Tenants May Claim Relocation Assistance in Eviction Cases

Pham, a Seattle residential landlord, bought a rental property at foreclosure. It was metered for five units, so he assumed it was properly permitted for five living units. It turned out that the building was only permitted as a triplex.

Pham rented Unit 5 to Corbett and Morgan. The tenants often paid rent late or in installments. The tenants complained to the landlord about the rental unit’s condition, including rats, a lack of railings on an outside deck, and leaking water/sewage issues.

The tenants stopped paying rent after the lease ended, but remained in possession. The landlord served a notice to pay rent or vacate.

The tenants complained to the City of Seattle. A housing inspector mailed the landlord a Notice of Violation notifying him that the property was not permitted as a five-plex, and that he needed to take corrective action. The City required Pham to make various repairs in order to obtain permitting, including immediate repair of the sewage issue. The City informed the landlord that if the repairs were not made he would have to pay the tenant $2,000 in relocation assistance.

The trial court held that the habitability of the rental unit had been reduced by twenty-five percent during a nine-month period that the tenants lived in it with rodent and sewage issues. The tenants therefore had overpaid rent for this period, minus two months they had lived in the property without paying. The court also awarded relocation assistance and granted the tenants attorney fees.  The landlord appealed.

The Court of Appeals upheld the trial court’s ruling in favor of the tenants. [1]

The landlord argued that tenants can not bring a counterclaim for relocation assistance in an unlawful detainer action (eviction).  The Court of Appeals held that relocation assistance is intimately related to a tenant’s right to possession. The tenant’s right of possession has been compromised by the condition of the property, which gives rise to the claim for relocation assistance. Also, the relocation assistance here was based on breach of the warranty of habitability, which would excuse the tenants’ breach.

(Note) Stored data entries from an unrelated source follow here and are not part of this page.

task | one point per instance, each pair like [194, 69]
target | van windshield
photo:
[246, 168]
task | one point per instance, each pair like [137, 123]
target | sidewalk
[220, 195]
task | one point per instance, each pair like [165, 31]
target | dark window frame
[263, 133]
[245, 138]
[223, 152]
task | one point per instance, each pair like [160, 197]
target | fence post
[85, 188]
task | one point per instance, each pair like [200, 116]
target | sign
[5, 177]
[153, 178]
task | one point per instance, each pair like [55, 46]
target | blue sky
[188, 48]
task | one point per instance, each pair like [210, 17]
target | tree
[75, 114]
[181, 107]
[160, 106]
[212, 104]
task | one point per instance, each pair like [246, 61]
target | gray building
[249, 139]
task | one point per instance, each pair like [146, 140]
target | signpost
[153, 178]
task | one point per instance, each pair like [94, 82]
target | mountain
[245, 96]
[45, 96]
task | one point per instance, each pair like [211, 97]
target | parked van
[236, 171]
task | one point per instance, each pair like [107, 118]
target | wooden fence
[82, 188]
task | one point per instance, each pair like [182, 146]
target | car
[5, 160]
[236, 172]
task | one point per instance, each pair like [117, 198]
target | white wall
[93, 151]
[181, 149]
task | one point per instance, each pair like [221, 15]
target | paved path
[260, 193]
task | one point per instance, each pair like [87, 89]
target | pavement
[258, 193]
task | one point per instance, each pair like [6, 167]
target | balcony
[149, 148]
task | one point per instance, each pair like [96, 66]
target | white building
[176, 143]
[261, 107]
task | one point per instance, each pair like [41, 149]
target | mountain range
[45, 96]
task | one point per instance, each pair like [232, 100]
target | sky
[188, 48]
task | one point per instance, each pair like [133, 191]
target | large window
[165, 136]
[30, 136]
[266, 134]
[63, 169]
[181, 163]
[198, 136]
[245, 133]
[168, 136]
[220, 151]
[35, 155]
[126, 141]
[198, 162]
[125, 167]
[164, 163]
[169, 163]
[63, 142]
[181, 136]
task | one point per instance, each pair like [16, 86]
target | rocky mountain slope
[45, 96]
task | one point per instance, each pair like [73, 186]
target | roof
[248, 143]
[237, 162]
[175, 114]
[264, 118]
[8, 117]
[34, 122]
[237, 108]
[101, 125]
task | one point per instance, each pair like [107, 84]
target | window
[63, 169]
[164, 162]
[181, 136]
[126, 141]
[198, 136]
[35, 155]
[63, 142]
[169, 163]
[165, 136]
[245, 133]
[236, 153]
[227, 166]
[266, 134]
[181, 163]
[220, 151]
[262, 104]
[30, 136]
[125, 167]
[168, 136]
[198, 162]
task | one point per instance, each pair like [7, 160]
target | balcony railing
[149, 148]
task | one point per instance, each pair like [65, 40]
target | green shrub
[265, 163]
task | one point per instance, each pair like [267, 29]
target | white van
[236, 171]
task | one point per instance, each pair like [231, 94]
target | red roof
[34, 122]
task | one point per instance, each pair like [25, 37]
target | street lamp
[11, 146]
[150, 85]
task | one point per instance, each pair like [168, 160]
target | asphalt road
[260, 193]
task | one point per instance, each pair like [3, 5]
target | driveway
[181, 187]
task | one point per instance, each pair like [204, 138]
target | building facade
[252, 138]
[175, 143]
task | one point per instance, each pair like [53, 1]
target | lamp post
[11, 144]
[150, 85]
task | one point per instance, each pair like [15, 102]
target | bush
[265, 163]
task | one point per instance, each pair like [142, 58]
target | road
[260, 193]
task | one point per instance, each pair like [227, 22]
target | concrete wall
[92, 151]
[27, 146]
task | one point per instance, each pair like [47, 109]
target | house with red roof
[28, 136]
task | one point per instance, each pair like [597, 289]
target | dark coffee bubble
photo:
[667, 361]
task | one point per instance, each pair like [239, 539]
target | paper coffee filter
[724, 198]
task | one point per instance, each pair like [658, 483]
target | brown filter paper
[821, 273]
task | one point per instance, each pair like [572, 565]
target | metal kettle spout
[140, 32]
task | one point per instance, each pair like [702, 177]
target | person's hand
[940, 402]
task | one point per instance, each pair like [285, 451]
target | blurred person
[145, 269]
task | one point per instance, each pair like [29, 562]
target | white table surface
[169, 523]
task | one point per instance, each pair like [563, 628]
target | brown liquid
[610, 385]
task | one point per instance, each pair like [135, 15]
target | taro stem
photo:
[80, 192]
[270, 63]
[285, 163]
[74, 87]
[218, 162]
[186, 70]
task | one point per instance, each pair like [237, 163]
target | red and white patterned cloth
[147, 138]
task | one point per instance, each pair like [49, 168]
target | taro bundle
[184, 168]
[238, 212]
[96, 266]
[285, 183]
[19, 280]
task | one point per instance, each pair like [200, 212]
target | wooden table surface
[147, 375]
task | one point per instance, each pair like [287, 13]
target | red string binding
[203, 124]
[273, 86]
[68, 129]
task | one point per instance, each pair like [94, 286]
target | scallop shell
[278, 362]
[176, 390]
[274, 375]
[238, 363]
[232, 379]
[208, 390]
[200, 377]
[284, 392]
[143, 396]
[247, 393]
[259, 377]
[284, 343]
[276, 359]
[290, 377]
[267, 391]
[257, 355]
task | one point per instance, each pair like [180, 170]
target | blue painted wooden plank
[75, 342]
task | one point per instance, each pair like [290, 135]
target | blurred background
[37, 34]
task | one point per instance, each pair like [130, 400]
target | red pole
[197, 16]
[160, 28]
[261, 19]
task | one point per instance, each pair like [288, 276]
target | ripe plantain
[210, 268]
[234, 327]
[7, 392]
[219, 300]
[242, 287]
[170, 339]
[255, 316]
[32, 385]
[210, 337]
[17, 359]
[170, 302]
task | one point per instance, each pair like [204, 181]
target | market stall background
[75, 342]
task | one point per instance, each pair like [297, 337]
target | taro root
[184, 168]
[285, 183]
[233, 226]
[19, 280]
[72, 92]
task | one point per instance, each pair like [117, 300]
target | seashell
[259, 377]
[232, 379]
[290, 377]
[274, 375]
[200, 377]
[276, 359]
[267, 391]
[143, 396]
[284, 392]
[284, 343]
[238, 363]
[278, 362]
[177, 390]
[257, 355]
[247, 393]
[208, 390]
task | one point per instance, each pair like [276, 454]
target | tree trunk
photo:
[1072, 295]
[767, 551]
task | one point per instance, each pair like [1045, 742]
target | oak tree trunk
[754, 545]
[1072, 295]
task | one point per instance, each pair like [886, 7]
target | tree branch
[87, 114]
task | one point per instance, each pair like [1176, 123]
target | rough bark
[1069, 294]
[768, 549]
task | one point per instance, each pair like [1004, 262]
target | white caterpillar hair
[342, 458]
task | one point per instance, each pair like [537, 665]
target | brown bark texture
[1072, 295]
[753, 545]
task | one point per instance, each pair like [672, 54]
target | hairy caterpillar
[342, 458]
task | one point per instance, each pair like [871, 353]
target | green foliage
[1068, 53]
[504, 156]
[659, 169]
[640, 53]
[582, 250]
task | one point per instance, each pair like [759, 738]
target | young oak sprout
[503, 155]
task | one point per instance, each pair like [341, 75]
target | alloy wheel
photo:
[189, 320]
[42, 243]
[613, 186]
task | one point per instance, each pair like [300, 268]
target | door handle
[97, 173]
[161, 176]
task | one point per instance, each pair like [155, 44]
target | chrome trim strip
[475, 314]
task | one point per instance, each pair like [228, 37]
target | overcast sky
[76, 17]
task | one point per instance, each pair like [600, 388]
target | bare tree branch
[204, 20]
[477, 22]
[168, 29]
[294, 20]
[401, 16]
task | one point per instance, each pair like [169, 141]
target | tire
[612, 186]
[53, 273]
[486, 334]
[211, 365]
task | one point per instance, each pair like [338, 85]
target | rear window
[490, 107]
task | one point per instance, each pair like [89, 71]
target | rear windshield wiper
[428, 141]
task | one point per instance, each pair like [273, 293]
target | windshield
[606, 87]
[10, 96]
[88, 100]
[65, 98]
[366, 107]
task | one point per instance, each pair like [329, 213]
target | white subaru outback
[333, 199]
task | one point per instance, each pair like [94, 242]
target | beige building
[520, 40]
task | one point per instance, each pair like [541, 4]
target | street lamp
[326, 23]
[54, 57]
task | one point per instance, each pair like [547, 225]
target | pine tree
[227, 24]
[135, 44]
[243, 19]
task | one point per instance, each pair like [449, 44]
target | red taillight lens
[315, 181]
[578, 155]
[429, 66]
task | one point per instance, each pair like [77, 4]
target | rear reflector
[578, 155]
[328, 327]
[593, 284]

The landlord argued that relocation assistance only applies if government has declared the rental property unlawful to occupy.  The Court of Appeals did not accept the landlord’s argument, and instead agreed with the trial court’s interpretation of the statute.

They held that the relocation assistance statute applies when a landlord has been notified that the dwelling will be condemned or will be declared unlawful to occupy due to conditions that violate applicable codes, statutes, ordinances, or regulations. At that point, a landlord who knew or should have known of the conditions is required to pay relocation assistance.

Pham also argued that tenants can sue for relocation assistance only if the landlord was ordered to pay relocation assistance and failed to pay. The Court of Appeals rejected that argument and ruled that the relocation assistance statute gives tenants a private right of action against landlords.

The judgment in favor of the tenants was upheld, and they were also awarded attorney fees for the appeal.

If you have questions about the warranty of habitability or relocation assistance you should consult with an attorney.

by attorney Travis Scott Eller

[1] Pham v. Corbett, ____ Wn.App. ____ (May 26, 2015).